Understanding Diamond “4 C’s”

Diamond Carat Weight

Diamonds are sold by the carat. One carat = 0.20 grams, or 1/5 th of a gram. Wholesale prices are normally quoted per carat, not by the gem. It is a quick easy reference for comparison.

Certain diamond sizes usually command higher prices per carat .. break points, so to speak. A diamond of .5 or .51 carats will be worth more per carat than an equal quality stone of .49 carats. Other break points are 1 carat, 2 carats, etc … and prices increase exponentially.

Diamond Clarity

10X Triplet Loupe

Clarity describes the absence or presence of included crystals, voids, cracks, fissures, etc. which might be present in a diamond; observable by a trained individual with normal eyesight while using a 10X loupe. The size, location, distraction and number of the characteristics are compared to a set of established industry standards.

I-F (internally flawless) is the top modern grade. “Declass” is .. well, junk! We recommend that you not consider any grade below VS unless it is for novelty jewelry.

Not every characteristic observed in a diamond distracts from the stone’s acceptability to certain individuals. Nicely colored included crystals and crystal growth features that have created internal spectral arrays are examples of “imperfections” that give a diamond a unique personality.

Aside: I once saw an emerald cut diamond with a tiny green crystal inside. It was beautifully unique.

Another emerald cut had formed with a small area of internal stress. It had a tiny rainbow of spectral colors inside. To me, it was a remarkable gemstone.

Diamond Color

For non-fancy diamonds white aka colorless is considered ideal. Color is determined in the grading lab by using a master set of stones with color grades established by a standards lab. Diamonds are color-graded pavilion up … upside down, so to speak.

Grading starts with “D” being considered colorless. The variations between “D” and “E” are so minor that only an expert with good color balanced eyesight and with proper lighting in a correct environment can see the gradation.

Diamond color grades tend to be stated in sets of 3. ”D-E-F” is the whitest grade.

Yellow and brown are considered least desirable, with gray next and blue better.

Never attempt grading a diamond in a mounting. Metal colors — or hidden color-aids cannot be eliminated.

Also: the slightest mark on the girdle of a diamond with a blue felt tip pen can mask yellow and improve the apparent color grade of the diamond significantly.

Diamond Cut

Cut may be the most important of the C factors. A well fashioned diamond should be symmetrical, proportioned to take advantage of the optical properties of diamond, and polished to a high quality standard.

Symmetry, either 2 way symmetry (heart, pear); or 4 way symmetry (round, oval, emerald, marquise, cushion, radiant) is a crucial factor in displaying the beauty of a diamond.

Diamond Proportion

Correct diamond proportion is the result of good cutting. Proportion makes a diamond do what it is supposed to do; direct the maximum amount of light entering the gem toward the eye of the observer.

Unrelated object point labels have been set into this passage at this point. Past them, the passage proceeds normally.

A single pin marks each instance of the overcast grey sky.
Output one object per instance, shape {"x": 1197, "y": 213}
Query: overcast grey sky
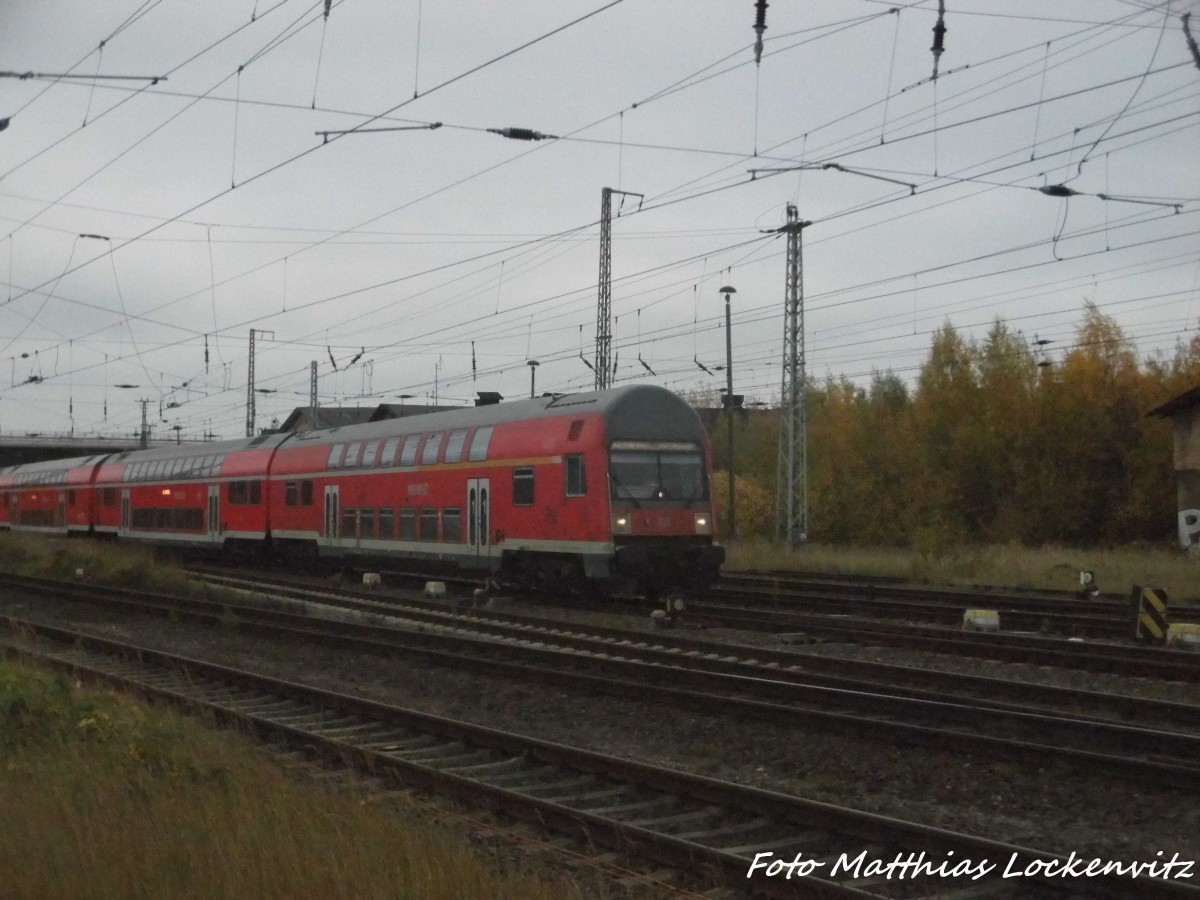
{"x": 226, "y": 211}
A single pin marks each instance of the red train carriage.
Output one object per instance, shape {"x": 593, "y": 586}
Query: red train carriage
{"x": 207, "y": 495}
{"x": 52, "y": 497}
{"x": 607, "y": 487}
{"x": 601, "y": 489}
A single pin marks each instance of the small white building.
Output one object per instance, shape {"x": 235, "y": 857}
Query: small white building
{"x": 1185, "y": 412}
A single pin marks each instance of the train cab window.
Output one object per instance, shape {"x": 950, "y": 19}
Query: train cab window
{"x": 408, "y": 525}
{"x": 432, "y": 445}
{"x": 576, "y": 477}
{"x": 479, "y": 444}
{"x": 451, "y": 526}
{"x": 522, "y": 486}
{"x": 389, "y": 451}
{"x": 454, "y": 445}
{"x": 429, "y": 525}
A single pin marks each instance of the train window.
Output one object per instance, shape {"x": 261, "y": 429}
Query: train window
{"x": 432, "y": 445}
{"x": 522, "y": 486}
{"x": 651, "y": 475}
{"x": 479, "y": 444}
{"x": 408, "y": 525}
{"x": 429, "y": 525}
{"x": 245, "y": 493}
{"x": 455, "y": 444}
{"x": 451, "y": 526}
{"x": 389, "y": 451}
{"x": 576, "y": 477}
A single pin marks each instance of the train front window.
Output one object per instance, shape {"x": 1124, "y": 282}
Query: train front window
{"x": 658, "y": 475}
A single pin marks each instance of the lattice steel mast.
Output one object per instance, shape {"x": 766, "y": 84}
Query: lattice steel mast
{"x": 604, "y": 304}
{"x": 792, "y": 485}
{"x": 250, "y": 389}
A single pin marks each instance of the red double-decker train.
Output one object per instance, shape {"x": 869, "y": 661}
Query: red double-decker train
{"x": 601, "y": 491}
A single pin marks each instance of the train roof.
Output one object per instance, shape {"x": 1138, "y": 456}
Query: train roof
{"x": 639, "y": 412}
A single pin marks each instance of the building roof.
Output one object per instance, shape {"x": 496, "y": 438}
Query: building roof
{"x": 1182, "y": 403}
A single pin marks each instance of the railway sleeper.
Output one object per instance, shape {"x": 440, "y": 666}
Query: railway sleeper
{"x": 526, "y": 779}
{"x": 645, "y": 805}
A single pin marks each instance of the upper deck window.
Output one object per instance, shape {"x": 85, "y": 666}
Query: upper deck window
{"x": 389, "y": 451}
{"x": 432, "y": 444}
{"x": 455, "y": 444}
{"x": 480, "y": 443}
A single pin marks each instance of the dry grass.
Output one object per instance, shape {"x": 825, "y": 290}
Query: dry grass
{"x": 101, "y": 798}
{"x": 1013, "y": 567}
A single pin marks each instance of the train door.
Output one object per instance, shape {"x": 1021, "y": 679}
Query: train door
{"x": 479, "y": 516}
{"x": 215, "y": 513}
{"x": 125, "y": 513}
{"x": 333, "y": 513}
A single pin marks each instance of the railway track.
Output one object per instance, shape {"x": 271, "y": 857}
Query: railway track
{"x": 714, "y": 681}
{"x": 845, "y": 627}
{"x": 1038, "y": 611}
{"x": 711, "y": 829}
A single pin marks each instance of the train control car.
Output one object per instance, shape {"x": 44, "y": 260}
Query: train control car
{"x": 598, "y": 490}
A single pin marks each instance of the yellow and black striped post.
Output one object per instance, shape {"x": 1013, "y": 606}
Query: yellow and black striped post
{"x": 1150, "y": 617}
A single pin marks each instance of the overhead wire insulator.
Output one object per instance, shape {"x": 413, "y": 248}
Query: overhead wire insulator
{"x": 760, "y": 25}
{"x": 939, "y": 35}
{"x": 522, "y": 135}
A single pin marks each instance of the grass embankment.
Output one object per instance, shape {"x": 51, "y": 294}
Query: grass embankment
{"x": 102, "y": 798}
{"x": 1025, "y": 568}
{"x": 101, "y": 562}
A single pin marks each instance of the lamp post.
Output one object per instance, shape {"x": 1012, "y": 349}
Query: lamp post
{"x": 533, "y": 376}
{"x": 729, "y": 403}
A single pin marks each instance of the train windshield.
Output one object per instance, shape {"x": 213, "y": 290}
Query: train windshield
{"x": 658, "y": 475}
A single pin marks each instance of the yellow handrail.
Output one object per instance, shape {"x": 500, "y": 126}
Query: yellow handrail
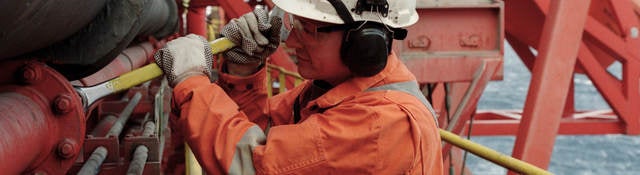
{"x": 491, "y": 155}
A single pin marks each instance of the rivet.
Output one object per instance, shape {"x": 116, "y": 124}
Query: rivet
{"x": 62, "y": 104}
{"x": 67, "y": 148}
{"x": 30, "y": 74}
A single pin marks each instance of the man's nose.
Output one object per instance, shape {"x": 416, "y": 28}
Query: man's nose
{"x": 293, "y": 40}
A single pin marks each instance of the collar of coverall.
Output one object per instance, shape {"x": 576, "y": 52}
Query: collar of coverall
{"x": 359, "y": 84}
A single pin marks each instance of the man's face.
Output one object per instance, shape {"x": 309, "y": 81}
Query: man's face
{"x": 317, "y": 53}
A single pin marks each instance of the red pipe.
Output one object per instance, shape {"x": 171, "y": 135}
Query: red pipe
{"x": 25, "y": 138}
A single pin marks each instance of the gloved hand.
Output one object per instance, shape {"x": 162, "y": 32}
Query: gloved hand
{"x": 185, "y": 57}
{"x": 256, "y": 35}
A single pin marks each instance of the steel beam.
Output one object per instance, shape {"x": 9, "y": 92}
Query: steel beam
{"x": 552, "y": 73}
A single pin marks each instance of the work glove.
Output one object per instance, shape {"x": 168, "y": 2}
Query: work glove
{"x": 255, "y": 35}
{"x": 185, "y": 57}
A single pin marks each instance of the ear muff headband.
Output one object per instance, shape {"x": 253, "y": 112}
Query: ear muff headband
{"x": 365, "y": 45}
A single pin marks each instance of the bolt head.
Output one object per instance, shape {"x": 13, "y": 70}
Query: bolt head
{"x": 30, "y": 73}
{"x": 62, "y": 104}
{"x": 67, "y": 148}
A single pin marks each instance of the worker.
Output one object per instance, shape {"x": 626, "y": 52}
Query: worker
{"x": 359, "y": 112}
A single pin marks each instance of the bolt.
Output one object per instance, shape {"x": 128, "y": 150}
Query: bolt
{"x": 30, "y": 74}
{"x": 62, "y": 104}
{"x": 67, "y": 148}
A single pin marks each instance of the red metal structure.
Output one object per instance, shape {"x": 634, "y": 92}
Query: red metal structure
{"x": 455, "y": 50}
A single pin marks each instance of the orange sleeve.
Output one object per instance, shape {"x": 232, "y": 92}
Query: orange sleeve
{"x": 250, "y": 93}
{"x": 211, "y": 122}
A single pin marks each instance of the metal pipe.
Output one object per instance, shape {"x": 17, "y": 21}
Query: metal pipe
{"x": 23, "y": 122}
{"x": 117, "y": 127}
{"x": 130, "y": 59}
{"x": 136, "y": 167}
{"x": 92, "y": 165}
{"x": 491, "y": 155}
{"x": 104, "y": 126}
{"x": 149, "y": 129}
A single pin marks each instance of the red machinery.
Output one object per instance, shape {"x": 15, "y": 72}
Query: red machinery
{"x": 454, "y": 50}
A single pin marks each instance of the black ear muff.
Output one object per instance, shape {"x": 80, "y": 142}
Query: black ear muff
{"x": 365, "y": 45}
{"x": 365, "y": 49}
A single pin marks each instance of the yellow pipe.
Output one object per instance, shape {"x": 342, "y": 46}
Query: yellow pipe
{"x": 151, "y": 71}
{"x": 491, "y": 155}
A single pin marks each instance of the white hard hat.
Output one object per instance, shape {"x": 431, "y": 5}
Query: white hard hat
{"x": 401, "y": 13}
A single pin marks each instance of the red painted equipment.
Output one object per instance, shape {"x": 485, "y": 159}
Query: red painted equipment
{"x": 455, "y": 50}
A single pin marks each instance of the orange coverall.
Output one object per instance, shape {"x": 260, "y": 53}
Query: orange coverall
{"x": 346, "y": 130}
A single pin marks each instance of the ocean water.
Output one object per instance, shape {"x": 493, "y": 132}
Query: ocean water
{"x": 572, "y": 155}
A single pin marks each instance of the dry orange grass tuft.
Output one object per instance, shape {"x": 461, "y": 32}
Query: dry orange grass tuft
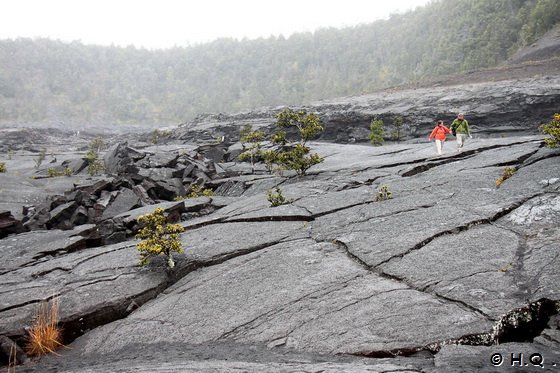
{"x": 44, "y": 335}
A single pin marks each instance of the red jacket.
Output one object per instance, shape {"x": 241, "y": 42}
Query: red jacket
{"x": 439, "y": 132}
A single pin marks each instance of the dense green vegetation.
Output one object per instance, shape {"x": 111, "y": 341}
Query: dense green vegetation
{"x": 45, "y": 80}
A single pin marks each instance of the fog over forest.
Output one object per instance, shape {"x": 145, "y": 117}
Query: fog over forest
{"x": 46, "y": 81}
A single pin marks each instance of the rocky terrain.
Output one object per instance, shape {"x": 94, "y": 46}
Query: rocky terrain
{"x": 452, "y": 274}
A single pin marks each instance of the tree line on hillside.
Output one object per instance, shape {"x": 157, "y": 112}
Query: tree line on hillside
{"x": 44, "y": 80}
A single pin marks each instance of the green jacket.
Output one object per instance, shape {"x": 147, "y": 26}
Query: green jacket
{"x": 461, "y": 126}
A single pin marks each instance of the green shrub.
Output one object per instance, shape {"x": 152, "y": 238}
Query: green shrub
{"x": 41, "y": 157}
{"x": 276, "y": 198}
{"x": 383, "y": 194}
{"x": 197, "y": 191}
{"x": 95, "y": 165}
{"x": 279, "y": 138}
{"x": 376, "y": 132}
{"x": 298, "y": 159}
{"x": 552, "y": 129}
{"x": 51, "y": 172}
{"x": 308, "y": 125}
{"x": 97, "y": 144}
{"x": 159, "y": 134}
{"x": 270, "y": 158}
{"x": 160, "y": 237}
{"x": 507, "y": 173}
{"x": 68, "y": 171}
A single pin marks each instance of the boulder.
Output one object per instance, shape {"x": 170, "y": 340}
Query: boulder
{"x": 120, "y": 159}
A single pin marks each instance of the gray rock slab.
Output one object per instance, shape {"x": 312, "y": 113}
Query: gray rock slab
{"x": 474, "y": 267}
{"x": 123, "y": 202}
{"x": 31, "y": 247}
{"x": 300, "y": 294}
{"x": 507, "y": 357}
{"x": 102, "y": 282}
{"x": 178, "y": 207}
{"x": 216, "y": 242}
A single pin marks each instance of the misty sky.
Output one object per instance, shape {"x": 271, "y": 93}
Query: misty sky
{"x": 167, "y": 23}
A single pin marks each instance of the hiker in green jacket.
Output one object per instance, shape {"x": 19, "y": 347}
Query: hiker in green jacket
{"x": 460, "y": 128}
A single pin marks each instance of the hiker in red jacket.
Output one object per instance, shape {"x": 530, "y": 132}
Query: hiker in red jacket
{"x": 439, "y": 133}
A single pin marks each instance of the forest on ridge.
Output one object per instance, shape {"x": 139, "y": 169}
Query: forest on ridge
{"x": 48, "y": 81}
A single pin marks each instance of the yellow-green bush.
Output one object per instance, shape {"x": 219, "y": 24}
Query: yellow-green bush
{"x": 160, "y": 237}
{"x": 383, "y": 194}
{"x": 276, "y": 198}
{"x": 552, "y": 129}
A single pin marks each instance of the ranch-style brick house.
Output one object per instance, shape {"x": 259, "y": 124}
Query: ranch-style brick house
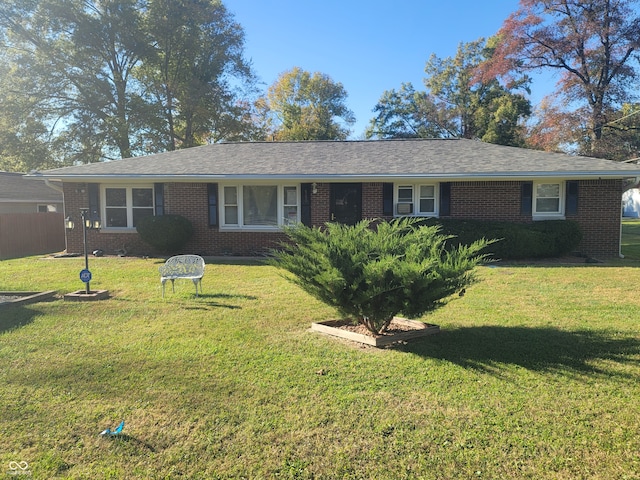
{"x": 239, "y": 195}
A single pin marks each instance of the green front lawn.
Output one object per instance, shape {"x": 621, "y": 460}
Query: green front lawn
{"x": 535, "y": 375}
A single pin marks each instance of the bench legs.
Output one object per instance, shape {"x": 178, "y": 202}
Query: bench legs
{"x": 196, "y": 281}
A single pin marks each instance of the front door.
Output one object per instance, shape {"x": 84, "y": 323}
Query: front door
{"x": 346, "y": 203}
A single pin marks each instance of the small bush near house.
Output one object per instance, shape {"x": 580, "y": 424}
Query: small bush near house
{"x": 166, "y": 233}
{"x": 370, "y": 275}
{"x": 544, "y": 239}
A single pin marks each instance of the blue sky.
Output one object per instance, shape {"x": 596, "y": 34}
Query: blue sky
{"x": 368, "y": 46}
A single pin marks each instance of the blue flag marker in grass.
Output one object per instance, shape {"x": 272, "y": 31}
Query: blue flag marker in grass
{"x": 109, "y": 432}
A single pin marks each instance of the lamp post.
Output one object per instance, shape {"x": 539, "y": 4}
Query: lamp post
{"x": 85, "y": 275}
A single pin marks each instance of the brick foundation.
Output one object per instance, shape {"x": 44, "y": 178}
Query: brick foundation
{"x": 599, "y": 212}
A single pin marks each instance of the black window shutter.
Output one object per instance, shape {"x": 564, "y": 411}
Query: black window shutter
{"x": 571, "y": 204}
{"x": 158, "y": 191}
{"x": 212, "y": 195}
{"x": 94, "y": 201}
{"x": 305, "y": 203}
{"x": 387, "y": 199}
{"x": 526, "y": 198}
{"x": 445, "y": 199}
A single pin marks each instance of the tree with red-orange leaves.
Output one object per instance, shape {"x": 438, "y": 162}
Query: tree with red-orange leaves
{"x": 592, "y": 44}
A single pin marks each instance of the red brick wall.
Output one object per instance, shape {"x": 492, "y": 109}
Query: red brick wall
{"x": 599, "y": 215}
{"x": 599, "y": 207}
{"x": 487, "y": 201}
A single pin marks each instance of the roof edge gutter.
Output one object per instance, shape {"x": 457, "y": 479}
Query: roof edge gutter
{"x": 584, "y": 175}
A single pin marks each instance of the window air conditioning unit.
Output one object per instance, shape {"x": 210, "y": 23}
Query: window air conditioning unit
{"x": 404, "y": 208}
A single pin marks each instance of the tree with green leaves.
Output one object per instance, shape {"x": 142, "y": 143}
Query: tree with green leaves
{"x": 406, "y": 113}
{"x": 592, "y": 44}
{"x": 197, "y": 52}
{"x": 306, "y": 106}
{"x": 372, "y": 274}
{"x": 117, "y": 78}
{"x": 456, "y": 103}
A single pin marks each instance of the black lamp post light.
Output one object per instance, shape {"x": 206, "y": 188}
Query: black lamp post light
{"x": 85, "y": 274}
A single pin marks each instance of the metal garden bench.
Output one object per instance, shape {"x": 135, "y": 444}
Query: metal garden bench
{"x": 189, "y": 267}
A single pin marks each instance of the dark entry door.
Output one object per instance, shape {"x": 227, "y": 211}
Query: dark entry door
{"x": 346, "y": 203}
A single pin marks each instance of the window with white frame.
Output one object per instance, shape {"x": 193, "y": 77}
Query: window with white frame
{"x": 547, "y": 199}
{"x": 123, "y": 207}
{"x": 416, "y": 200}
{"x": 259, "y": 206}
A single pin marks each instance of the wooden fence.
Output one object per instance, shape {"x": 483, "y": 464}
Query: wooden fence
{"x": 24, "y": 234}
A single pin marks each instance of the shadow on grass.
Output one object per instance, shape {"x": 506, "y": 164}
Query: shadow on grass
{"x": 15, "y": 317}
{"x": 539, "y": 349}
{"x": 131, "y": 440}
{"x": 213, "y": 300}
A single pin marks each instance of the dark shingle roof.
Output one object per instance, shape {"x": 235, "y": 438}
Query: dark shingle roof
{"x": 15, "y": 187}
{"x": 434, "y": 158}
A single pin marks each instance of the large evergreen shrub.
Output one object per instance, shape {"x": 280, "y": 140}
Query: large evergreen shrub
{"x": 372, "y": 274}
{"x": 166, "y": 233}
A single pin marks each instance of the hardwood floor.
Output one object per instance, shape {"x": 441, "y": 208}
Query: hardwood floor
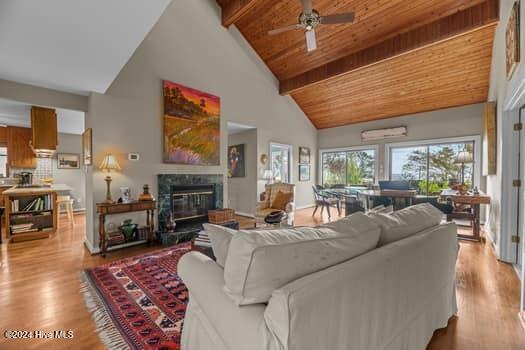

Diamond characteristics are determined by nature and physics, not by marketing hype. Significant deviation from certain angular proportions will result in a less appealing gem.

  • Spread = dead. In a gem cut too wide for it’s depth, light will leak out the pavilion and dull the gem’s appearance.
  • Facet junctions should be crisp, not “rolled”.
  • Facet corners should meet / align perfectly.
  • Girdles should be straight rather than wavy. An uneven girdle signals a poor cut.
  • Girdles should not be overly thin or could reduce the diamond’s durability.
  • Overly Thick girdles are wasting the crystal’s potential, and wasting your $$$. Thick girdles will result in smaller appearing diamond for the same carat weight
  • A large culet may be a way of reducing color. Large culets not only change a diamond’s appearance, they may signal a crystal with a higher color range than observed.
  • Exceptions might include cutting techniques to idealize proportions … unless you need a special viewer to see the features. Do you really want to carry around a polariscope to show people the unique features of “your” diamond?